OpenAI vorrebbe che tutti abbandonassimo i browser che conosciamo per abbracciare Atlas Mode di ChatGPT. Ma c’è da fidarsi?
Siamo entrati in un’epoca nuova portata dall’Intelligenza Artificiale che molte società cercano di infilare in qualunque cosa possa avere uno schermo e anche in quelle cose che lo schermo non ce l’hanno. Si tratta di una tecnologia che, probabilmente se ben strutturata e ben organizzata, può portare dei benefici.
Ma si tratta anche potenzialmente di un problema che dovremo affrontare a livello planetario. Ora che OpenAI ha deciso di lanciare la propria guerra anche ai browser così come li conosciamo, promettendo ChatGPT con l’Atlas Mode, è bene cominciare a parlare di quelli che possono essere i rischi del consegnare anche i browser a questi strumenti. Come con certe piante e certi animali, quello che sembra affascinarci in realtà potrebbe ucciderci.

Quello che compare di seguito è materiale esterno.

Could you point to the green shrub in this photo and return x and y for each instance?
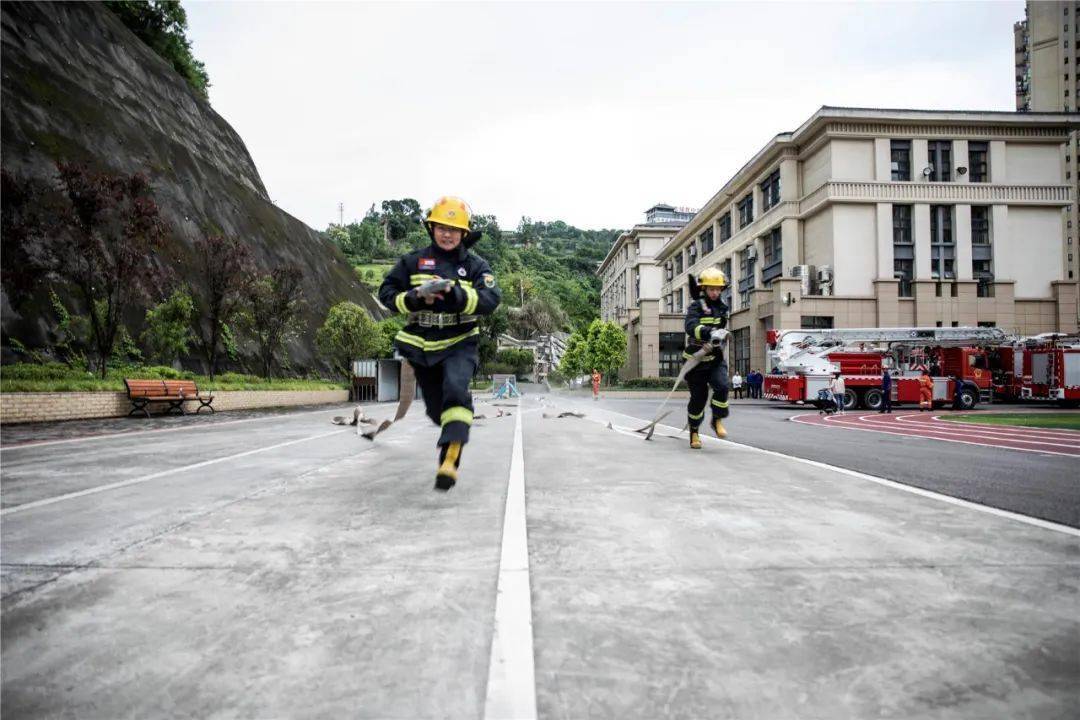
(45, 371)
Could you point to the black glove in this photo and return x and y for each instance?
(414, 301)
(456, 299)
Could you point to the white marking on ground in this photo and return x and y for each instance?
(136, 433)
(154, 476)
(511, 676)
(1045, 525)
(900, 433)
(947, 429)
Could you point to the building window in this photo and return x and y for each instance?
(983, 271)
(977, 162)
(746, 211)
(903, 248)
(902, 225)
(740, 351)
(815, 323)
(746, 262)
(773, 266)
(901, 160)
(942, 243)
(940, 155)
(705, 240)
(770, 191)
(726, 228)
(980, 225)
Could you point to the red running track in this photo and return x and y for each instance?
(931, 426)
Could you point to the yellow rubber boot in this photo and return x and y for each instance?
(447, 475)
(718, 429)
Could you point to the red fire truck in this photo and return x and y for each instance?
(1044, 367)
(805, 361)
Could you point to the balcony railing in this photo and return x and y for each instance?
(959, 192)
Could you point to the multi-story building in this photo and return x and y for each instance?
(880, 218)
(1047, 81)
(630, 290)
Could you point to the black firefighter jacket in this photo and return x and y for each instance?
(702, 317)
(474, 294)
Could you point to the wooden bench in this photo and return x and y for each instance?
(174, 392)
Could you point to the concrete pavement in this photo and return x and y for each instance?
(323, 578)
(1036, 484)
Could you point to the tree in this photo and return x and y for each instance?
(167, 330)
(539, 315)
(163, 26)
(225, 272)
(401, 217)
(606, 348)
(574, 360)
(271, 312)
(105, 247)
(348, 334)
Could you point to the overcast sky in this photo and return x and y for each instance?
(588, 113)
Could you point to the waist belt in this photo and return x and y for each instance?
(428, 318)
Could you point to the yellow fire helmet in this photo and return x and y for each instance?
(453, 212)
(712, 277)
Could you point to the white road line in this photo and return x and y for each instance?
(1012, 431)
(154, 476)
(511, 675)
(796, 418)
(136, 433)
(1045, 525)
(946, 429)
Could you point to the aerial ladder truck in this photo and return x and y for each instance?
(804, 362)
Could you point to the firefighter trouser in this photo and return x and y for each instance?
(446, 396)
(713, 374)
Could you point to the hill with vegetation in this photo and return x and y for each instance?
(123, 186)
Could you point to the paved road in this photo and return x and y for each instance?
(1036, 484)
(282, 567)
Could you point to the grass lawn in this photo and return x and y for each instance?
(1055, 420)
(56, 378)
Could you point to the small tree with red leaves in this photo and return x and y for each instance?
(225, 274)
(105, 247)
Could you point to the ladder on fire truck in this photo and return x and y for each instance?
(804, 351)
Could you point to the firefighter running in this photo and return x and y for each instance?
(444, 289)
(706, 320)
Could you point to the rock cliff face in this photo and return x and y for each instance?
(78, 85)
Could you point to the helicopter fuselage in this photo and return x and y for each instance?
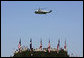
(42, 12)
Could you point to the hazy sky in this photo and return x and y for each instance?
(18, 20)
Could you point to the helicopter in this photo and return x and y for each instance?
(40, 11)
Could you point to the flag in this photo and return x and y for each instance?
(30, 44)
(19, 46)
(41, 44)
(49, 47)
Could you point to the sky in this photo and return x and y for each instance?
(65, 22)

Che la società che ci ha dato ChatGPT avesse messo nel mirino tutto Internet e tutte le società che intorno a Internet hanno costruito la propria fortuna è il risultato evidente da subito. E che il loro nemico numero uno fosse effettivamente Google, che detiene una fetta considerevole dello spazio di Internet grazie al suo browser e al suo motore di ricerca, è diventato palese nel momento in cui è stato annunciato l’Atlas Mode, la nuova modalità di ChatGPT che in pratica trasforma anche una semplice ricerca in rete in un’esperienza da fare con la mediazione di un’Intelligenza Artificiale. Come se non fossimo più neanche in grado di sapere quello che vogliamo cercare.
Ma non è solo un problema di mancanza di autonomia degli esseri umani rispetto a Internet. Se pensi che le Intelligenze Artificiali possano essere un valido strumento, e in questo ti invitiamo a riflettere sul fatto se il tuo lavoro di tutti i giorni potrebbe essere o meno sostituito da un’IA, è bene riflettere sul fatto che più strati di tecnologia si frappongono tra chi cerca e l’informazione, più è facile che questi strati di tecnologia vengano distolti.
L’Atlas Mode di ChatGPT è appena arrivato e già emergono diverse criticità. Alcuni studi hanno dimostrato che le Intelligenze Artificiali possono essere degradate qualitativamente anche con pochi input costruiti appositamente per farle impazzire.
Ma emergono ora altre analisi che dicono che inserendo un agente di Intelligenza Artificiale nella ricerca, questi elementi diventano l’oggetto degli attacchi da parte di hacker e, per quanto li si voglia pensare intelligenti, non sono altro che software e come tali possono essere hackerati. E intanto Meta esclude ChatGPT.
Non passerebbe molto, quindi, prima di cominciare a vedere tutta una nuova sequela di nuove truffe fatte proprio convincendo gli agenti di Intelligenza Artificiale a mostrare agli utenti determinati contenuti. Abbiamo già abbastanza problemi nel difenderci dalle truffe senza che ci siano questi strumenti di mezzo.